Metadata-Version: 2.4
Name: pyquantile
Version: 0.2.1
Summary: A fast quantile estimator for streamed data. Produces a quantile estimate without storing any data points.
Author: Richard Smythe
License-Expression: MIT
Requires-Python: >=3.8
Description-Content-Type: text/markdown
License-File: LICENSE
Requires-Dist: numpy
Requires-Dist: pybind11
Dynamic: license-file
Dynamic: requires-python

# PyQuantile

Pyquantile's main goal is to estimate a given quantile, with next to no overhead, on streaming data. The idea is that it must satisfy these conditions:

- Provide extremely fast estimation for streaming data, suitable for real-time analytics and large-scale applications.
- Low overhead regardless of the size of the data stream, with minimal CPU usage per update.
- Optimized for maximum throughput and minimize latency.
- Achieve strong accuracy for most quantiles and distributions, with error rates that are acceptable for real-world use cases.
- Incoming datapoints in the stream cannot be stored, making the estimator ideal for environments with strict memory or privacy constraints.

PyQuantile is a modified implementation of the P² algorithm. It dynamically estimates the p-th quantile of a stream of incoming data points without storing them, maintaining just a few markers and adjusting them as the data comes in.

So far PyQuantile demonstrates good performance characteristics for streaming quantile estimation. Memory usage remains constant (O(1)) regardless of data volume, using only about 2 MiB of base memory with no growth even after processing millions of values. Processing speed is impressive at 1.2-2.0 million values per second with consistent sub-millisecond latency (0.001-0.002ms per operation).

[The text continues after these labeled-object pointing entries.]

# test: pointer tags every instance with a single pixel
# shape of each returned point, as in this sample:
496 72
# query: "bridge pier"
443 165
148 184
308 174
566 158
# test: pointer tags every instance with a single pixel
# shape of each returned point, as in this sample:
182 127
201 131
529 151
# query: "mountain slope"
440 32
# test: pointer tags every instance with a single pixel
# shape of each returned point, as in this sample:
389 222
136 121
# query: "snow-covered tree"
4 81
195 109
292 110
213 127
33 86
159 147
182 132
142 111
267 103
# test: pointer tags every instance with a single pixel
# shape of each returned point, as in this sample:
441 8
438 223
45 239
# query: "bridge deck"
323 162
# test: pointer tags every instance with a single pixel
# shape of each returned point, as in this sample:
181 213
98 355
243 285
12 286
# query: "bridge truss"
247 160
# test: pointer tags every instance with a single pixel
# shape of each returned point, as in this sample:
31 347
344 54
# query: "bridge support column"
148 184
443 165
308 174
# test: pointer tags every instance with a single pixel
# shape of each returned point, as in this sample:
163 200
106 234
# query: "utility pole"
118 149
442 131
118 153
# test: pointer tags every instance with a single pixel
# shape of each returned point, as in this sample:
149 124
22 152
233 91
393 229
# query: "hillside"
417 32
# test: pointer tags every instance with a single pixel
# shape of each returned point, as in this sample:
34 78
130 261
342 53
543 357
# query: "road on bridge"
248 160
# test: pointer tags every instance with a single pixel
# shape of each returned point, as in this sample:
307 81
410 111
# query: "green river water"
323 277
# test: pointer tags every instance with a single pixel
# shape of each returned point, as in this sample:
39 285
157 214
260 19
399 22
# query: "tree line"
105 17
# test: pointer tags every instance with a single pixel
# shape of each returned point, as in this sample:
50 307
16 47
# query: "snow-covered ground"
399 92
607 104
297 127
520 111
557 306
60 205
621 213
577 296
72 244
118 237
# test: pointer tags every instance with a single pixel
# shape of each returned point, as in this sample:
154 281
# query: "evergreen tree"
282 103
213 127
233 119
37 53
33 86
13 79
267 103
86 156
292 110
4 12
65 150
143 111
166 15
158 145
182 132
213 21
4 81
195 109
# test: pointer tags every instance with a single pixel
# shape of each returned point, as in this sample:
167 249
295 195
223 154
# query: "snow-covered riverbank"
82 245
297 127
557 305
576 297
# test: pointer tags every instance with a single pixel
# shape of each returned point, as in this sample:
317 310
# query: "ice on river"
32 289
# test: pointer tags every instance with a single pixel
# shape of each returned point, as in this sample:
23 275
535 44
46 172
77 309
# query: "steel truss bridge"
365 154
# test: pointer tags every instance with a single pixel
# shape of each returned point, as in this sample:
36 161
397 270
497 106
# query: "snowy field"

- Initial memory allocation only ~2.0 MiB, which is a one-time cost
- Different quantile values (0.25 to 0.99) uses the same memory
- Processing 100 values: No additional memory
- Processing 1,000 values: No additional memory
- Processing 10,000 values: No additional memory
- Processing 100,000 values: No additional memory
- Processing 1,000,000 values: Only 0.13 MiB increase

The graph below shows how PyQuantile gets more efficient with larger data sizes. Peak performance reaches about 2 million values per second at the largest data size. The latency is generally very stable regardless of the data size.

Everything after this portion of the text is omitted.